Selamat Merenungkan Jumat Agung
*Salib dan Pengampunan*
Izinkan saya mengajak kita merenungkan sejenak satu hymne klasik yang indah karya Isaac Watts ( syair ) dan Edward Miller ( nada ) yang sering dinyanyikan saat memasuki minggu sengsara dan Jumat Agung "Memandang Salib Rajaku" ( Kidung Jemaat No. 169 ) :
_Memandang salib Rajaku, yang mati untuk dunia_
_Kurasa hancur congkakku , dan harta hilang harganya_
_Tak boleh aku bermegah, selain di dalam salibMu_
_Kubuang nikmat dunia, demi darahMu yang kudus_
_Berpadu kasih dan sedih mengalir dari lukaMu_
_Mahkota duri yang pedih, menjadi keagunganMU_
Salah satu salib yang paling indah yang pernah saya lihat seumur hidup saya adalah sebuah salib besi di atap sebuah gereja tua tempat saya pernah melayani. Salib itu sudah agak karatan. Sekilas saya teringat kisah salib karatan dalam sebuah tulisan yang entah kapan saya baca. Saya membayangkan jika hujan deras dan ditimpa sinar lampu jalan, mungkin air akan menetes dari karat-karatnya membias seperti darah. Salib yang jauh dari kemegahan patung-patung salib atau patung Yesus yang menjulang tinggi di berbagai penjuru dunia.
Ribuan tahun yang lalu, salib Kristus di Kalvari adalah salib kayu kasar. Tidak ada kemegahan padanya. Pada masa itu tidak ada yang pernah membayangkan untuk menjadikannya sebagai hiasan di dinding rumah. Apalagi mengalungkannya di leher. Oh tidak ! Pada masa itu semua orang akan menggigil memandang salib. Salib adalah tanda kehinan. Salib adalah tontonan. Salib adalah milik para kriminal, penjahat-penjahat kelas kakap. Sekarang orang menjadikannya hiasan yang mahal, terbuat dari emas bertahtakan berlian bahkan bersertifikat.
Di wilayah jajahan Romawi pada masa itu, mungkin sudah ratusan atau ribuan orang yang mati disalib. Ada banyak tiang salib yang menjadi saksi bisu hukuman atas kejahatan manusia.

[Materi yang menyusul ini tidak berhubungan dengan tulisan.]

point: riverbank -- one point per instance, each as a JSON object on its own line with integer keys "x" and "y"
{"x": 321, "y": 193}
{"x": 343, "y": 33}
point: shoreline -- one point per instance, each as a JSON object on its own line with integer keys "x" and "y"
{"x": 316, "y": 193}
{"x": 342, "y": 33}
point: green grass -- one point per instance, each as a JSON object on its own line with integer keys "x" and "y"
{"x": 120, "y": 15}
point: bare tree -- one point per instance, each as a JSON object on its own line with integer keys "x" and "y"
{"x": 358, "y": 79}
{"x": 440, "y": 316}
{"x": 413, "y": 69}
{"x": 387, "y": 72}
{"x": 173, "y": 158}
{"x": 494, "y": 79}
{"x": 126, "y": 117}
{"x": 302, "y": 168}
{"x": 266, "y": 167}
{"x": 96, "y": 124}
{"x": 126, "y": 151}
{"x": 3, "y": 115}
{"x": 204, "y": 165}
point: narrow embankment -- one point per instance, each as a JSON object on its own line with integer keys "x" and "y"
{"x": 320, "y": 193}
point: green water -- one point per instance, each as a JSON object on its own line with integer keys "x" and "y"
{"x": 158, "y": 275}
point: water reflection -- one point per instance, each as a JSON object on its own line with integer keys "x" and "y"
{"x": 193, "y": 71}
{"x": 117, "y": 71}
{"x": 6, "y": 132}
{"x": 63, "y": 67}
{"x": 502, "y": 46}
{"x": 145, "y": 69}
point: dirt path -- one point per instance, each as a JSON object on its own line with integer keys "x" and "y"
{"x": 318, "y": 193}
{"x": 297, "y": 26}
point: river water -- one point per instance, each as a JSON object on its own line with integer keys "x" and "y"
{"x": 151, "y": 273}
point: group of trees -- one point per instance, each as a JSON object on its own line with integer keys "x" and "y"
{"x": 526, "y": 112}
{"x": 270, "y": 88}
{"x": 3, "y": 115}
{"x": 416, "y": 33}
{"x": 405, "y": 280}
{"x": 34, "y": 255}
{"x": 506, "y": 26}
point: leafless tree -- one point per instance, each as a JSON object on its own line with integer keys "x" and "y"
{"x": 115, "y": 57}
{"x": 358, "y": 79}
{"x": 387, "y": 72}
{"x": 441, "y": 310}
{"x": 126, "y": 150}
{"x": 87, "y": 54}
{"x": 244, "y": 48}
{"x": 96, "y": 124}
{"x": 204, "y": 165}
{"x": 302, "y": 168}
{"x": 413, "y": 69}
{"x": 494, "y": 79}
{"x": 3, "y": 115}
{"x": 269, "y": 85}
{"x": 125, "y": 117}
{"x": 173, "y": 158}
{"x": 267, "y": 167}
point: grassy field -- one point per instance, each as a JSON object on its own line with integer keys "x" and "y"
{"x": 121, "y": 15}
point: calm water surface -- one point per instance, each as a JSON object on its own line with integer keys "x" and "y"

Tetapi mengapa Salib Kristus menjadi berbeda ? Peristiwa penyaliban Kristus membuat semesta bergoncang ! Pribadi yang tersalib itulah yang membuat salib itu kemudian menjadi bermakna. Tanpa Dia, salib itu tidak ada arti apa-apa. _Tanpa Dia, Salib hanya akan selalu menjadi dua potong kayu kasar yang tak pernah ada artinya selain tanda kekejaman yang barbar dalam sejarah_.
Peristiwa penyaliban Kristus ini memang unik. Philip Yancey mengatakan dari beberapa peristiwa penting dalam hidup Yesus yakni Kelahiran, Kematian, Kebangkitan dan Kenaikan, maka kisah penyaliban adalah peristiwa yang paling terbuka di mata dunia. Jika natal Betlehem, Paskah dan Kenaikan hanya disaksikan secara eksklusif oleh segelintir orang, tetapi Penyaliban berbeda. Ia terjadi di tempat terbuka sehingga terlihat oleh semua orang.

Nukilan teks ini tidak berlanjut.